Mais le roman n’est pas une confrontation manichéenne entre des monstres et de gentils autres (nous, quoi), ce serait trop confortable pour le lecteur. Pour chaque homme et femme vivant sur cette Terre désolée, la lutte pour la survie est devenue la seule réalité, même si elles prend des formes moins évidemment prédatrices. Des enclaves aux bidonvilles, des petits villages à l’écart des routes aux ruines des grandes villes, chaque humain tente de prolonger sa vie, si nécessaire au détriment de celles des autres. Lutte pour la survie, celle de Pradeesh et Karine, parfaits bobos bien à l’abri dans une enclave protégée, dégoutés par les riches qu’ils servent, et pétris de compassion verbale pour les « outers » bloqués à l’extérieur, mais qui ne quitteraient leur confort pour rien au monde, et sont prêts à sacrifier ceux qui menacent un statu quo dont ils bénéficient. Lutte pour la survie quand Mercedes, la sainte femme, tait son accès à de rares médicaments ou tue pour sauver sa peau. Lutte pour la survie, la sienne et celle de ses enfants, quand Paula accepte de payer avec son corps et de tuer s’il le faut. Mais aussi quand Fernando doit choisir entre la mort et l’endoctrinement, ou Olaf entre un exil aux allures de banissement et les risques d’une guerre civile qui ne peut s’achever que dans l’anthropophagie. Et puis il y a de ces luttes qui n’ont pas de visages attitrés. Les communautés qui se fortifient pour s’isoler de l’extérieur, les pillards prêts à voler tout ce qui leur permettrait de vivre un jour de plus, le troc omniprésent dans un monde où la générosité est devenue hérétique, le stockage et la dissimulation des ressources rares de l’ancien monde. On peut être généreux, une fois, comme une tocade, mais la norme c’est la méfiance, la dissimulation, la préservation, la menace ou le meurtre préventif. C’est à ce prix seulement qu’on peut espérer vivre un jour de plus.

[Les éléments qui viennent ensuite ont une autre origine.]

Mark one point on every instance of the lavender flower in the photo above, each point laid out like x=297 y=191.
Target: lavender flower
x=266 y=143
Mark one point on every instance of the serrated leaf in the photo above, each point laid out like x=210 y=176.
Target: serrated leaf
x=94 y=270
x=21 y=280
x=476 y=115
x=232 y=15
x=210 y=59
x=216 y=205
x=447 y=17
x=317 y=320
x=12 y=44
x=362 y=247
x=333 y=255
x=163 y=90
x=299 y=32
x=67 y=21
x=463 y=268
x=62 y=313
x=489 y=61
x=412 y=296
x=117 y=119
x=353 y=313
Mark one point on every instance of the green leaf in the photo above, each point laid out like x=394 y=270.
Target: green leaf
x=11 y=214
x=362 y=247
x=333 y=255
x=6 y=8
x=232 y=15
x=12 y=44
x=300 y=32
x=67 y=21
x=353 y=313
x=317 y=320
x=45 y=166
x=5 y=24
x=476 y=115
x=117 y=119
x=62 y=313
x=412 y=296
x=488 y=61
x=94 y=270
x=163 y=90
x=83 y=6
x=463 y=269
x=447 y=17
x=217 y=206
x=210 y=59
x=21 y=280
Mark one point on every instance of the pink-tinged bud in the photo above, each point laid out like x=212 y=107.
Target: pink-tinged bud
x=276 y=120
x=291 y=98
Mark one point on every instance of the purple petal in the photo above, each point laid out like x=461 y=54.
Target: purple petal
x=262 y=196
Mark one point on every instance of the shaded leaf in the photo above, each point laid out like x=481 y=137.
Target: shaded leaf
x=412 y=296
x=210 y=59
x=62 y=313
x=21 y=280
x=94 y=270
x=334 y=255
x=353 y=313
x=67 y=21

Les forts survivent, les faibles meurent ; mais la force n’est pas vraiment dans le corps, elle est surtout dans la tête : c’est l’acceptation de faire ce qu’il faut pour survivre, quoi qu’il puisse en coûter.
Dans son "Exodes", dont la couverture de Leraf traduit parfaitement l’ambiance, Ligny est terrifiant parce qu’il est convaincant. Sur les catastrophes qui guettent, et sur lesquelles il y a de moins en moins de doute, même si certains continuent de vouloir croire en une avancée scientifique salvatrice, mais surtout sur la nature humaine. Il suffit d’avoir assisté aux scènes d’émeute autour d’un avion en retard ou de savoir que Mr tout le monde stocke denrées de base et médicaments en cas d’inquiétude pour savoir d’expérience qu’en imaginant le pire, Ligny est sûr de tomber juste. Sous le mince et fragile vernis de la civilisation, l’Homme est un animal agressif, prédateur et sans pitié. Et alors qu’il tire sa révérence, emportant avec lui presque toutes les créatures vivantes qu’il a côtoyées, ses dernières forces lui servent encore à nuire aux autres pour se sustenter. L'auteur livre ici une des meilleures visions de ce qui pourrait être, noire, désespérée, terminale.

Alors certes, ce n’est pas le roman parfait ; quelques détails agacent. Des dialogues ou remarques prononcés sous le dôme sonnent faux, par volonté excessive d’expliquer ce que le lecteur comprend très bien sans aide (la page 262 étant terrifiante de ce point de vue). Le dôme justement dont l'approvisionnement en produits technologiques ou rares est assuré par les mythiques et invisibles chinois, ce qui est une pirouette un peu facile (Eschbach montre bien par exemple comment la fin du pétrole anéantit le commerce et, partant, toute production un tant soit peu complexe par manque de ressources, pièces, technologie disponible). Les « méchants » riches sont cachés dans l’enclave de Davos et les « méchants » fascistes ont un portrait d’Hitler ; dommage de voir que dans l’imaginaire français l’image du Diable est toujours la même, ad nauseam, comme au Guignol il y a toujours le méchant Gendarme. Quelques résolutions aussi paraissent rapides, voire miraculeuses : l’évasion de Paula ou les diverses retrouvailles de Fernando.

Néanmoins, "Exodes" est un très bon livre, une sorte de « Terre vue du Ciel » du futur, qui devient de facto l’un des ouvrages fictionnels de référence sur le réchauffement.